>Fortune Is a Configuration

LOG_DATE: ·8-BIT ORACLE
Fortune Is a Configuration
EVAL // JI.LOG
8-BIT ORACLE // CONNECTED
VERDICT: 吉 (jí)
OCCURRENCES: 146
QUALIFIED: 47% — 'but only'
[████████▒▒] SCOPE: TIME-BOXED

When the I-Ching says "auspicious," it isn't promising a reward. It's reporting what the configuration can carry.

>EVAL ji

the verdict you came for

Of all the verdicts the Changes delivers, 吉 (jí) is the one you wanted. You toss the coins, find your line, see that small bright character, and the part of you that came to the oracle exhales. Auspicious. Good fortune. Lucky. The deal goes through, the relationship holds, the thing you hoped for arrives.

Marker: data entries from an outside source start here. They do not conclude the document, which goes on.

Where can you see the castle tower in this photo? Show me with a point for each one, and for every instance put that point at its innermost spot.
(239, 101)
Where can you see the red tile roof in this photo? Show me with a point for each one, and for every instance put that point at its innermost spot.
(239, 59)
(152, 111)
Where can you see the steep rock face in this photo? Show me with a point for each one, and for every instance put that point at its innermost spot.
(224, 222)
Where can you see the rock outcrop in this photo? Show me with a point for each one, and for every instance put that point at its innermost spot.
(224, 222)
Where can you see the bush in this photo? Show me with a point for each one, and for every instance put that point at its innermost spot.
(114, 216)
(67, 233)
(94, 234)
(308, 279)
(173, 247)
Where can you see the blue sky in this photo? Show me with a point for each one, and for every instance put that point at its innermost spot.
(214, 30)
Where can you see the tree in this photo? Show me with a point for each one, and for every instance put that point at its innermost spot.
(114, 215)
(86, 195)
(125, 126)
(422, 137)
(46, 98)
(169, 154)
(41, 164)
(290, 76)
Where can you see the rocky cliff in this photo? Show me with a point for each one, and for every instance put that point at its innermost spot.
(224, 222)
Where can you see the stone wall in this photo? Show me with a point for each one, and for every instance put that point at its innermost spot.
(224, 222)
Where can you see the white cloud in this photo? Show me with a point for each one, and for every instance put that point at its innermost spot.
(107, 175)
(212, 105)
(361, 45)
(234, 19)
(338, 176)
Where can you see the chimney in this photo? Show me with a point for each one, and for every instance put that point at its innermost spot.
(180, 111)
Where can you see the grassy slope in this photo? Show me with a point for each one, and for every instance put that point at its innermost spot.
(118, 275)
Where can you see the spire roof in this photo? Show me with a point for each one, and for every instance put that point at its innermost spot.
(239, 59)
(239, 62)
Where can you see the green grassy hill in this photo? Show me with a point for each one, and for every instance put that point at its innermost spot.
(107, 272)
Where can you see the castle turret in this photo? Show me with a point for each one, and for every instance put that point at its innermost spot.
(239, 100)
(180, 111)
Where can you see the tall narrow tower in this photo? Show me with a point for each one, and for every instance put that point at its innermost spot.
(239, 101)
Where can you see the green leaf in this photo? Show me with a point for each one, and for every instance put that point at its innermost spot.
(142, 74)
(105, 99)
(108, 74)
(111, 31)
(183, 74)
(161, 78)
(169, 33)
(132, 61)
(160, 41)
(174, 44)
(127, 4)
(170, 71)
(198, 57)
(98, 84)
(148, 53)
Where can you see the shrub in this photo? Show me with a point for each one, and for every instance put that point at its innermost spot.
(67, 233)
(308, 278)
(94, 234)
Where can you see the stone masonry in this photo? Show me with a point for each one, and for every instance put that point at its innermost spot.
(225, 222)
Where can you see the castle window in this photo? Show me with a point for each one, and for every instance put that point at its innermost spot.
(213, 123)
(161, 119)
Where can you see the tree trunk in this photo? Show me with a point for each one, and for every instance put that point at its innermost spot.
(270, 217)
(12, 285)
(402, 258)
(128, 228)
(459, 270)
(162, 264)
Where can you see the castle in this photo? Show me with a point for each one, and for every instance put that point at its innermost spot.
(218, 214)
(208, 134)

This is the misreading the book gets most — not because 吉 is mistranslated (auspicious is faithful) but because it's the verdict English readers most actively want, and want collapses the structural reading like nothing else.

>COUNT qualifiers

47% of 'auspicious' says 'but only'

吉 appears 146 times — more than any other recurring verdict, nearly three times more often than 凶 (inauspicious). It's the workhorse of the positive register. And in 47% of those occurrences — 68 times — it does not appear alone. It comes with a qualifier:

  • 貞吉 — auspicious with constancy
  • 終吉 — auspicious in the end
  • 初吉 — auspicious at the beginning
  • 中吉 — auspicious midway
  • 元吉 — supreme auspicious, marking a structural turning point
  • 大吉 — great auspicious, used surprisingly rarely: only five times in the whole book

Almost half the time the book says auspicious, it is also saying but only. Only with constancy. Only at the start. Only in the end. Only in small matters. The unqualified, lottery-ticket reading is wrong on its face — and the other half, read in the lines they actually sit in, turn out conditional too.

>CHECK scope

'initially auspicious. in the end, chaos.'

The value is scoped in time. Hexagram 63 (After Completion) carries the line "initially auspicious; in the end, disorder." A favorable reading is a return value valid for a moment — not a guarantee that holds across the whole run. Read the timestamp, not just the verdict. And the strongest positives often attach where you'd least expect: some of the book's highest verdicts land on descent and retreat, not ascent and triumph. Stay low. The configuration, not your ambition, decides what "auspicious" means here.

>INSPECT 'auspicious'

the careful word was supposed to resist 'luck'

There's a quieter problem under "good fortune." The careful English word — the one Wilhelm reaches for — is auspicious, borrowed from Latin auspicium, the practice of reading bird-omens. It has always lived next to oracle and ritual; you don't say "I had an auspicious lottery ticket." The word was supposed to resist collapse into ordinary luck. The translation tradition placed a quiet bet on that resistance — and the reader's want overrides it anyway.

>RETURN freedom

alignment, not moral dessert

Fortune here is structural alignment, not reward for good behavior. Which means you stop having to deserve it. You only have to read the configuration correctly and move while it holds.

Fortune is a configuration, not luck. It describes the moment — it doesn't owe you the future.